Prefix trie‘s are cool data structures that let you compress a dictionary of words based on their shared prefix. If you think about it, this makes a lot of sense. Why store `abs`

, `abbr`

, and `abysmal`

when you only need to store `a,b,b,r,s,y,s,m,a,l`

. Only storing what you have to (based on prefix) in this example gives you a 70% compression ratio!

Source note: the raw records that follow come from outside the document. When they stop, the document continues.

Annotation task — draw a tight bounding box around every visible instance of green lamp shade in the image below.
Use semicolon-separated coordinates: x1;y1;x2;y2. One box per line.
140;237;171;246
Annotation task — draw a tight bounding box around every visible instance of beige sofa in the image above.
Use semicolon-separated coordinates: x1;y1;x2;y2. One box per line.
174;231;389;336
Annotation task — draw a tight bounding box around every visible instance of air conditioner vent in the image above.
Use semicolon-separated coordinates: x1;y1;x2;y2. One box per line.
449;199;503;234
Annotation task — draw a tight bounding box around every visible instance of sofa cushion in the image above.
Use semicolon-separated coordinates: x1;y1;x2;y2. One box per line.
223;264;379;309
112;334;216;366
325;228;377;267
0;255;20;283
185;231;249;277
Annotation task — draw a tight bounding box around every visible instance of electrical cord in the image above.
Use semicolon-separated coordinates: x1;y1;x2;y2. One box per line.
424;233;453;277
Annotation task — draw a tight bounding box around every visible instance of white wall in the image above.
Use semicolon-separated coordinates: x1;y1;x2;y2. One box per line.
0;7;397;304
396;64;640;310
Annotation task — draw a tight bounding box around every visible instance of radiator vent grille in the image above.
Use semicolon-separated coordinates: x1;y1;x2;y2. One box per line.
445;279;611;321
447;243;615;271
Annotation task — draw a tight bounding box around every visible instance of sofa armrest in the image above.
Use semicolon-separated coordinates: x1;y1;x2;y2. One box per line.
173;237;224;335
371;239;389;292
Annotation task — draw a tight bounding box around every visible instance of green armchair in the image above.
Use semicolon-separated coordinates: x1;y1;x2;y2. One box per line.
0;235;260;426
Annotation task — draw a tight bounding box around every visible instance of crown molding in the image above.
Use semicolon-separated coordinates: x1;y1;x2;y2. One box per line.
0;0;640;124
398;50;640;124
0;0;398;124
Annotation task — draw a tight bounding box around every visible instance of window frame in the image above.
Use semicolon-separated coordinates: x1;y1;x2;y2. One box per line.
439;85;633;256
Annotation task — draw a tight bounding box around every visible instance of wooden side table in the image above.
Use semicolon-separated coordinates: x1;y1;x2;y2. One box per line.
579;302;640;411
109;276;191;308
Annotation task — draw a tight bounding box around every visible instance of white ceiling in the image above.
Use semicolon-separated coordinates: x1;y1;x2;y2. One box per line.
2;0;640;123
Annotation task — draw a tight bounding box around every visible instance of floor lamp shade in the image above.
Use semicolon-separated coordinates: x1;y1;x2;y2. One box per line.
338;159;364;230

Not too bad, and it would only get better the more words you added.

The classical way of dealing with prefix tries is to store the suffixes using a map, but for fun I tried something different and used a list.

## Data

The main data structure I had was like this

[haskell]

type Key a = [a]

data Trie key = Node (Maybe key) [Trie key] Bool deriving (Show, Eq, Read)

[/haskell]

So a trie is really just a node that has a list of other tries (which would be its suffixes). You can see an example of the structure with the word “foo”:

[haskell]

[Node (Just ‘f’)

[Node (Just ‘o’)

[Node (Just ‘o’) [] True]

False]

False]

[/haskell]

It’s printable to the screen, equatable, and can be serialized from text. It also contains a boolean field representing if it is the end of a word or not. You can see the boolean at the last “o” of the word, indicating the word terminates. All the other characters are non-terminating fields.

## Searching

Let’s add a helper method to find a key in a list of tries. Remember that each root can contain a list of other trie’s, so it’ll be nice to be able to say “*hey, we’re at root X which has a list of possible suffix starts Y. Let’s find the next root from the list of Y and return it*“.

[haskell]

{-

Finds a key in the trie list that matches the target key

-}

findKey :: (Eq t) => t -> [Trie t] -> Maybe (Trie t)

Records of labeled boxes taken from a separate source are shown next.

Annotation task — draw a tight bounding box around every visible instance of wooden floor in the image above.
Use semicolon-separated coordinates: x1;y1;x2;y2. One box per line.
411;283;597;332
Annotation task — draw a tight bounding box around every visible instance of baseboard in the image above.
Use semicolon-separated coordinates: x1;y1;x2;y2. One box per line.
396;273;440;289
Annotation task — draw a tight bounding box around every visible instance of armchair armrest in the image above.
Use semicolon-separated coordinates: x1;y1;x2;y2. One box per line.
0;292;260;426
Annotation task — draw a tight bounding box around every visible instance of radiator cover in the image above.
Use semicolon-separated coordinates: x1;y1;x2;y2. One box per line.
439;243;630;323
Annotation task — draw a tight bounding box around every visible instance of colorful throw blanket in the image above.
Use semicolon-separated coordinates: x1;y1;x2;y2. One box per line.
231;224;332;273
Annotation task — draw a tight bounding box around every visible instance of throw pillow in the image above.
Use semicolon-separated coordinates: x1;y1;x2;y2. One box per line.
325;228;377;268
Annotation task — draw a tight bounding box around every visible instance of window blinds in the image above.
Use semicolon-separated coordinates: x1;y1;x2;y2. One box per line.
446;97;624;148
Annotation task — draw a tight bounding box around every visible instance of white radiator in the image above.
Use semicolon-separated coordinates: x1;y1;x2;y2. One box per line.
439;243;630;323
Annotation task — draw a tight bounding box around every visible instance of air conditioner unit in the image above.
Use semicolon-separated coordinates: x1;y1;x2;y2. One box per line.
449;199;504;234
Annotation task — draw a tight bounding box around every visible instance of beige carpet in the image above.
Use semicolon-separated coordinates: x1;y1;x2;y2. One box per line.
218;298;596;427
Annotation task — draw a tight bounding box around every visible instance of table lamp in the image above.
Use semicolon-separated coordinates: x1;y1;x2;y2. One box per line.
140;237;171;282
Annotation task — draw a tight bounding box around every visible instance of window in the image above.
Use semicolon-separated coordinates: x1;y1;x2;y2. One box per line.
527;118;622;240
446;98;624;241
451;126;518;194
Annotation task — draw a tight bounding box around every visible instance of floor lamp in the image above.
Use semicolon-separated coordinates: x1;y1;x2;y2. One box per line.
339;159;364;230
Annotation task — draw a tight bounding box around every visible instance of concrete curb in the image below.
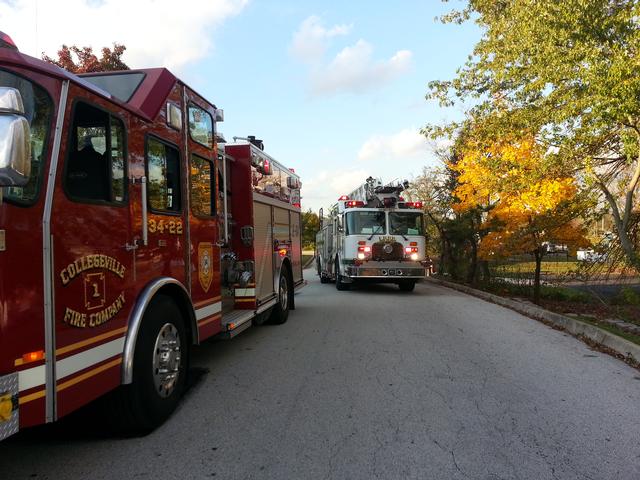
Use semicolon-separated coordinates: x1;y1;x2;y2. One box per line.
427;277;640;364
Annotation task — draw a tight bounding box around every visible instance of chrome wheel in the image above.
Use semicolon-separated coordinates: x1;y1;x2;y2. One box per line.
278;275;289;310
153;323;181;397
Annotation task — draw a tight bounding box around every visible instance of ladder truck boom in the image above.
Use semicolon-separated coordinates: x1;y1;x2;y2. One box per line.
316;177;427;291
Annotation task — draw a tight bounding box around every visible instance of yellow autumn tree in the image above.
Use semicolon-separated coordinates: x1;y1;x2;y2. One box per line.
450;135;587;303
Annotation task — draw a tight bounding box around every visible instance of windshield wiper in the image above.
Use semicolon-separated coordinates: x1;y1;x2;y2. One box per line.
367;231;380;240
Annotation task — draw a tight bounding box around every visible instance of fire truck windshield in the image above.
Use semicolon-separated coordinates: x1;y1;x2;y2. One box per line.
345;211;385;235
0;70;53;205
389;212;424;235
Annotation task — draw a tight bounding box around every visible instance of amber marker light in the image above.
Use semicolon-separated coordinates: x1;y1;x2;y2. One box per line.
0;393;13;422
22;350;44;363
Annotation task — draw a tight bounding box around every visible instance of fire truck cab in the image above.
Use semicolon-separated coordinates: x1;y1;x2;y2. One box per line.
0;34;303;439
316;177;426;291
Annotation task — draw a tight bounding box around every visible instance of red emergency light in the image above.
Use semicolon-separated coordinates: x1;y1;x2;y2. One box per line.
0;32;18;50
404;202;423;208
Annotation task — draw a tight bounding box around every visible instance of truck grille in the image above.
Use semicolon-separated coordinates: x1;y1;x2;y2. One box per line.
371;242;404;260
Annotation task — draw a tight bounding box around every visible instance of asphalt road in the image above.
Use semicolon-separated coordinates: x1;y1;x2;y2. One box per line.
0;271;640;480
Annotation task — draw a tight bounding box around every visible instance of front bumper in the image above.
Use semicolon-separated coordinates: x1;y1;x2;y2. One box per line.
0;373;20;440
345;262;427;280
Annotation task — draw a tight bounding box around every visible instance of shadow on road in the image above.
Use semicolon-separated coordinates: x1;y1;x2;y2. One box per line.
3;367;209;445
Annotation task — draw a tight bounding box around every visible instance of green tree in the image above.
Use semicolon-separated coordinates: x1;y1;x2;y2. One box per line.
425;0;640;268
302;209;320;248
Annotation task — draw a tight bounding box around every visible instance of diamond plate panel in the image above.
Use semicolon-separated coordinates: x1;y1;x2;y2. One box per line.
0;373;19;440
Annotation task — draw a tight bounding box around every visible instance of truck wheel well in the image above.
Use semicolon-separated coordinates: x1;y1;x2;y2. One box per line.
157;284;199;345
121;277;199;385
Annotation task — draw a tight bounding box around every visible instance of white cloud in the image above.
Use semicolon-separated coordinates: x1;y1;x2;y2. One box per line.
311;39;412;95
0;0;248;70
289;15;352;63
290;16;413;96
302;168;370;210
358;128;429;161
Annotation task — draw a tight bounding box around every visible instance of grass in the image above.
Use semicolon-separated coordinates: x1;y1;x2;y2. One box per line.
576;315;640;345
481;280;593;303
492;260;581;276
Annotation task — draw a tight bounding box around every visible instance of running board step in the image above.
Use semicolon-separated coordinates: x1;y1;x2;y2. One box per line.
220;310;255;338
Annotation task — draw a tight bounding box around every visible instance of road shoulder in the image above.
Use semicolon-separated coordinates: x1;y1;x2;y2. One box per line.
427;277;640;367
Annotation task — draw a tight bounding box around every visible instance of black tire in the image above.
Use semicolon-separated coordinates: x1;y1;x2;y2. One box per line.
398;280;416;292
269;266;293;325
107;295;189;434
335;260;351;292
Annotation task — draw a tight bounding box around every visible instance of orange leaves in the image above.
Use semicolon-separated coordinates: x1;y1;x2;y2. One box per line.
449;132;584;258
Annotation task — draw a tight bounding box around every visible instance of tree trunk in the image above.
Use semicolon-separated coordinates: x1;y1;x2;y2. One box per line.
467;237;478;286
533;248;542;305
480;260;491;283
596;153;640;271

findKey key tries = L.find (\(Node next _ _) -> next == Just key) tries

[/haskell]

It takes an equatable value, and a list of Trie’s of those values, and finds the key returned as an option type.

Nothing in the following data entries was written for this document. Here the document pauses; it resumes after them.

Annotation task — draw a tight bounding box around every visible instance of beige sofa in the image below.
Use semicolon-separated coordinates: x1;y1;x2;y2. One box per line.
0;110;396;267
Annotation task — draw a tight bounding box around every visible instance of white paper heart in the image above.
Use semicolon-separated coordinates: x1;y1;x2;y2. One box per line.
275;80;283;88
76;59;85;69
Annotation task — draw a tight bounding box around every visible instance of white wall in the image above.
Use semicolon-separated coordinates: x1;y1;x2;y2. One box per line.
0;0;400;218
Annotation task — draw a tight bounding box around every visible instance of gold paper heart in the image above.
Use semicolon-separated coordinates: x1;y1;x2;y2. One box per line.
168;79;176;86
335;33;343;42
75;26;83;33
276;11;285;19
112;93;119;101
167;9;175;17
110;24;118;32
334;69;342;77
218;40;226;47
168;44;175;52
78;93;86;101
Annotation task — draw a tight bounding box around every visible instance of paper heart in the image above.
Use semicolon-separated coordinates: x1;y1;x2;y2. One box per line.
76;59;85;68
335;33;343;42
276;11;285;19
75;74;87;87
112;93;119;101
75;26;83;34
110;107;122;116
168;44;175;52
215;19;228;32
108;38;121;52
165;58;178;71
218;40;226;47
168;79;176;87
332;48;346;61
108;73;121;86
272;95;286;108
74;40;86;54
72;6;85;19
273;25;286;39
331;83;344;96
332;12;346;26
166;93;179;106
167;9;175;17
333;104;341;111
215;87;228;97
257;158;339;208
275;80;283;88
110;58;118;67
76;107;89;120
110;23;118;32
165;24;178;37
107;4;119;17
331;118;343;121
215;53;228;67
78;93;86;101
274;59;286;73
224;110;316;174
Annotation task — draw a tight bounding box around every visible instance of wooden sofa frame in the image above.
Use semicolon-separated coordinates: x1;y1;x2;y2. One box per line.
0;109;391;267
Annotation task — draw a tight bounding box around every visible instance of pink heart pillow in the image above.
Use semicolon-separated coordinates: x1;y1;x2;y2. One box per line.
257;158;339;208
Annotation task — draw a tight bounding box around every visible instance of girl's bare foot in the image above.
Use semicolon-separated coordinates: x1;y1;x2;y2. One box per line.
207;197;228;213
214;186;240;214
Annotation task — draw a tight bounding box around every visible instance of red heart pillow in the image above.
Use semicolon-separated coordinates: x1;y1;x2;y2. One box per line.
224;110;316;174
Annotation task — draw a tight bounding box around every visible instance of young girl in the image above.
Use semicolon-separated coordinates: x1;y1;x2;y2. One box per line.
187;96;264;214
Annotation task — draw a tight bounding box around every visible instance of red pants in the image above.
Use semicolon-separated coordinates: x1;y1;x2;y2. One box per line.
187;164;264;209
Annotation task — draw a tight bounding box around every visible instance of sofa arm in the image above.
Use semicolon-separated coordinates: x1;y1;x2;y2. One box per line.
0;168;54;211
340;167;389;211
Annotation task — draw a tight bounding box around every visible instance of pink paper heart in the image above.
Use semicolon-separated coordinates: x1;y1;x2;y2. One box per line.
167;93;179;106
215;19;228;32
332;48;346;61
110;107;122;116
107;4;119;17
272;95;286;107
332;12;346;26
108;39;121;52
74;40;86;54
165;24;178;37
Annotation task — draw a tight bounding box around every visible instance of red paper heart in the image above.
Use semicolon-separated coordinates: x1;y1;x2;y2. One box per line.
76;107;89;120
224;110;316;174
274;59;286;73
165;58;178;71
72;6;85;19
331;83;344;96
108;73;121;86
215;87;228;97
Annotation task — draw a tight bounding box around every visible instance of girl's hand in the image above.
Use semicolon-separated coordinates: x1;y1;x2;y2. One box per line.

We could even now write code to find a Trie

[haskell]

{-

Takes a key list and finds the trie that fullfils that prefix

-}

findTrie :: (Eq t) => Key t -> [Trie t] -> Maybe (Trie t)

findTrie [] _ = Nothing

findTrie (x:[]) tries = findKey x tries

findTrie (x:xs) tries = findKey x tries >>= nextTrie

where nextTrie (Node _ next _) = findTrie xs next

[/haskell]

Since `findKey`

is an option type, we can leverage the option monadic bind operator `>>=`

. This operator will pass a result to the next function only if the result is a `Just`

type. This is a way to safely process ‘nullable’ items.

## Insertion

Now the insertion code, which honestly was the most complicated.

[haskell]

insert :: (Eq t) => Key t -> [Trie t] -> [Trie t]

insert [] t = t

insert (x:xs) tries =

case findKey x tries of

Nothing -> [(Node (Just x) (insert xs [])) isEndWord]++tries

Just value ->

let (Node key next word) = value

in [Node key (insert xs next) (toggleWordEnd word)]++(except value)

where

except value = (L.filter ((/=) value) tries)

isEndWord = if xs == [] then True else False

toggleWordEnd old = if xs == [] then True else old

[/haskell]

The trick to pure functional insertion is that you need to *rebuild* the entire data structure WHILE you search for where you want to actually add things.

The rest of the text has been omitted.